A little insight into those judge ratings …

I pulled a little piece of nastiness out of my mailbox this week with a headline that screamed “Judge Rob Wilkins has been ranked one of the worst judges in North Carolina.”

Really?  Well, I decided to dig a little deeper into the matter.  The nasty flier cites the January 9, 2012 issue of North Carolina Lawyers Weekly as its source.   I found that article, and saw that it referenced a survey by the North Carolina Bar Association.  I went to the Bar Association’s web site to explore the matter a little further.  Here are the survey results for the two contested District Court seats in Moore, Randolph and Montgomery counties.

Let’s see what the survey says about the race between Judge Rob Wilkins and Randolph County attorney Jane Redding.   The Bar Association results show that Wilkins was rated by 96 attorneys, while Redding was rated by only 53.  The survey data also includes this important footnote: “[…]not all lawyers rated all qualities […].”  So, 96 attorneys may have rated Wilkins on “Integrity,” while only 83 may have rated him on “Professionalism.”  This thing is starting to look quite meaningless — in terms of its value as a candidate-evaluation tool.
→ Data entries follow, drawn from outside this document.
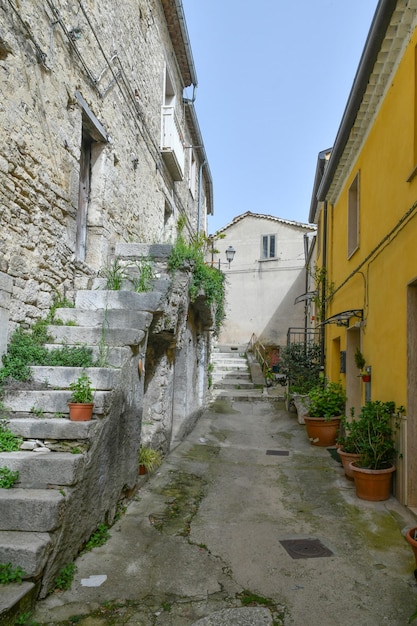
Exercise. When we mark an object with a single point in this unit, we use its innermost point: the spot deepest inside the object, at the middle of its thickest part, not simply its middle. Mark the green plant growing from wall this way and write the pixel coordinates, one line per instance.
(323, 289)
(9, 442)
(59, 302)
(98, 538)
(65, 577)
(143, 282)
(300, 363)
(8, 477)
(205, 278)
(27, 347)
(10, 574)
(114, 273)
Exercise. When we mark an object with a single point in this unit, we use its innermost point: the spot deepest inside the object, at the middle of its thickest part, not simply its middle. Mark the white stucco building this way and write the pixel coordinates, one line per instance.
(265, 277)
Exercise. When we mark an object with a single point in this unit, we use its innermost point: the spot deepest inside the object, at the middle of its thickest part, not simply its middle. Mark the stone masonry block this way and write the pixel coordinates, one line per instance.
(38, 510)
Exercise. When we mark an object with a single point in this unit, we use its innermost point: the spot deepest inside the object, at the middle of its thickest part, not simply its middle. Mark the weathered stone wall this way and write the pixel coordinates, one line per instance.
(115, 55)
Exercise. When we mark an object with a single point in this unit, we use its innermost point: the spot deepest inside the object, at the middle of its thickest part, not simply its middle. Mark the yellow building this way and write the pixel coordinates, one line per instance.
(365, 206)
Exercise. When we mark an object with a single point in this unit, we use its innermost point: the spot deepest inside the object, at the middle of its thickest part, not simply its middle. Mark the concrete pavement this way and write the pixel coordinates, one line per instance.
(202, 542)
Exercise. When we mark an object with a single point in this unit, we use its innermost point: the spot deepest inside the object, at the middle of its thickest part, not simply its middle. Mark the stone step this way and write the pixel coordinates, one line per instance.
(36, 510)
(233, 383)
(223, 356)
(160, 285)
(108, 319)
(28, 550)
(54, 429)
(82, 335)
(50, 401)
(15, 600)
(41, 470)
(94, 299)
(240, 375)
(102, 378)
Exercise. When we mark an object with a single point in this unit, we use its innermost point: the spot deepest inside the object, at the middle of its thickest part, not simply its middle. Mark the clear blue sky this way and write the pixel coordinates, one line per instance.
(273, 81)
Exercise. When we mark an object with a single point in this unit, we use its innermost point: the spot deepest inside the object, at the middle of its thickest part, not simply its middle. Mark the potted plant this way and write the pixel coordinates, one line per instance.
(360, 364)
(81, 402)
(327, 405)
(300, 363)
(372, 473)
(348, 443)
(149, 460)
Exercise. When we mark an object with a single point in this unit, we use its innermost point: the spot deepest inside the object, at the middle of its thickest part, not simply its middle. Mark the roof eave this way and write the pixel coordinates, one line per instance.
(372, 47)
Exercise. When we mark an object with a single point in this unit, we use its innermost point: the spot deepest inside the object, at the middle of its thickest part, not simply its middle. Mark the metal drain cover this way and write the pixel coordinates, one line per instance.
(305, 548)
(278, 452)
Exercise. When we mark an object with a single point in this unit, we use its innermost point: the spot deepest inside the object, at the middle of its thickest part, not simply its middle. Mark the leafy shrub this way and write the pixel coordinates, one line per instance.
(300, 363)
(9, 442)
(81, 389)
(98, 538)
(114, 274)
(8, 477)
(146, 275)
(377, 422)
(205, 278)
(65, 577)
(27, 348)
(9, 574)
(327, 400)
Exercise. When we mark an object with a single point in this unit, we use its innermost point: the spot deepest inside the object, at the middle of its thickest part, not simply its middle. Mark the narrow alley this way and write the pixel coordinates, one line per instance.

According to the bar’s survey data,  only 46.9 percent of the lawyers who rated Wilkins gave him an “Excellent” or “Good” rating on “Integrity and Fairness / Impartiality.”   If you assume all 96 lawyers rated Wilkins on that quality,  he got “Good” or “Excellent” ratings from 45 participants. His opponent, Redding, got a rating of “Excellent” or “Good” on that same quality from 86.7 percent of the lawyers who rated her.  If you assume all 53 lawyers voted on that particular quality,  she got top ratings from  46 attorneys.  So, on that category, it’s essentially a wash.

Let’s look at the Professionalism category.  Redding gets an 84.8 percent rating while Wilkins gets 40.6 percent. If you assume 96 attorneys rated Wilkins on this quality, that means he got top ratings from 39 participants. If you assume 53 attorneys rated Redding on this quality, she got top marks from 45  participants. If my assumptions are correct, Redding gets a slight edge on this category.
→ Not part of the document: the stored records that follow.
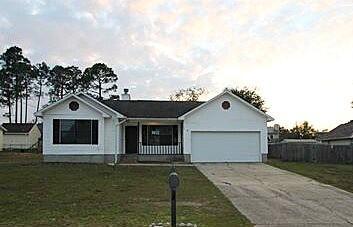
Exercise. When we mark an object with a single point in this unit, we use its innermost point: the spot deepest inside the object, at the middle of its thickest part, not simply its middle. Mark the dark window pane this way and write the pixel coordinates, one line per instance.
(94, 131)
(175, 135)
(144, 134)
(83, 131)
(56, 131)
(161, 134)
(68, 132)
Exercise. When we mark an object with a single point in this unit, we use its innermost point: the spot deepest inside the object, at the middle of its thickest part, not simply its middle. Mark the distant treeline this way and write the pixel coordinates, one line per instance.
(20, 80)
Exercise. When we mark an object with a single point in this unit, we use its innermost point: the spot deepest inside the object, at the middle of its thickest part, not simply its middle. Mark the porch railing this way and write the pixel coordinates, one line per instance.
(160, 149)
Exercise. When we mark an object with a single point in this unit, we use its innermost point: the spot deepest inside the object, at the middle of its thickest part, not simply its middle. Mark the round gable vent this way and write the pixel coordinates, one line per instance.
(74, 106)
(225, 105)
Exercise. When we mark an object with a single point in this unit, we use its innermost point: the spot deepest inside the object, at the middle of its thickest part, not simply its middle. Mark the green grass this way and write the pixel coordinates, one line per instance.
(39, 194)
(338, 175)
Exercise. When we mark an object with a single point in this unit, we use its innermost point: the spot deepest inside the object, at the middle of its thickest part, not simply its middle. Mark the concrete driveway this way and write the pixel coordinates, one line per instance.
(273, 197)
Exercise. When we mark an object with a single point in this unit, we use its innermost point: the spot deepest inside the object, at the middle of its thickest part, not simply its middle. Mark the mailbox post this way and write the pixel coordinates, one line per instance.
(173, 185)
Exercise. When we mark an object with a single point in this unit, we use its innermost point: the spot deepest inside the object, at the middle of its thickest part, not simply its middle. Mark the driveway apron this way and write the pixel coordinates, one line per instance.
(269, 196)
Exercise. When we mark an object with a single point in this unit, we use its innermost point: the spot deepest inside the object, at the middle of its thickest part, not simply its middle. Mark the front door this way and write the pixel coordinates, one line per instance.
(131, 139)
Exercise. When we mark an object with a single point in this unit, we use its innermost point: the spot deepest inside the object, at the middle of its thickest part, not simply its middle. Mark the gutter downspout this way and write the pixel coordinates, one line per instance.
(116, 137)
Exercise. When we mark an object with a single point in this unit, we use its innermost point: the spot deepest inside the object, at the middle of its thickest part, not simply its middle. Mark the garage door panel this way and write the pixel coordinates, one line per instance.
(225, 146)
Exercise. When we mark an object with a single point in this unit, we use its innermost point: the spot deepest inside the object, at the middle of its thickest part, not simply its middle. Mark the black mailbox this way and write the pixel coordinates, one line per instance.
(173, 185)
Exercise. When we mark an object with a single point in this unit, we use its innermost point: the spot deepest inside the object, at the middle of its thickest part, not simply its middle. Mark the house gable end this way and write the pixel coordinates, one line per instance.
(84, 109)
(231, 96)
But the bar association does not give us any idea of how many voted in each category, or what the geographic breakdown of the participants was. So, it would be quite easy for a cabal of attorneys, ticked off at a certain judge for not letting them have their way, to get together and skew a survey that can be used during a contested reelection campaign.

Let’s look at the ratings for the Skipper Creed seat Judge Creed was rated by 106 attorneys, while his opponent, attorney Bobby McCroskey, was rated by only 74.  (Again, we’re not told if every participant rated each candidate on every category.) On the “integrity” question, Creed got top marks from 57.5 percent of respondents while McCroskey got top marks from 77 percent. If you assume all 106 attorneys who rated Creed voted on this category, he got top marks from 61 respondents.  If you assume all 77 respondents rated McCroskey on this quality, he got top marks from only 57 percent.  So, if my assumptions are correct, Creed outperformed McCroskey here.  But presenting the data in terms of percentages makes it look like McCroskey came out on top. 

My sources tell me that the folks behind “Citizens for a Competent Judiciary”  — the sponsors of the anti-Wilkins mailing — are a bunch of Randolph County attorneys close to Redding.  It’s interesting that the group is pushing so hard against Wilkins — and not Creed.  Both men got “low” rankings in the survey.

The personality differences between the two incumbents likely provide a clue.   Both have a stringent, conservative view of the law.  Creed is very buttoned-down and soft-spoken.  Wilkins, on the other hand — well — if you’re acting like an idiot, he’ll tell you so, to your face.

This is good information for anyone in Moore, Montgomery and Randolph counties.  For readers from other North Carolina counties, review this data carefully to ensure you are not being misinformed about your judges.

Conservatives need to remember that judges like Clarence Thomas, William Rehnquist, and Antonin Scalia all fared poorly in bar association surveys like this.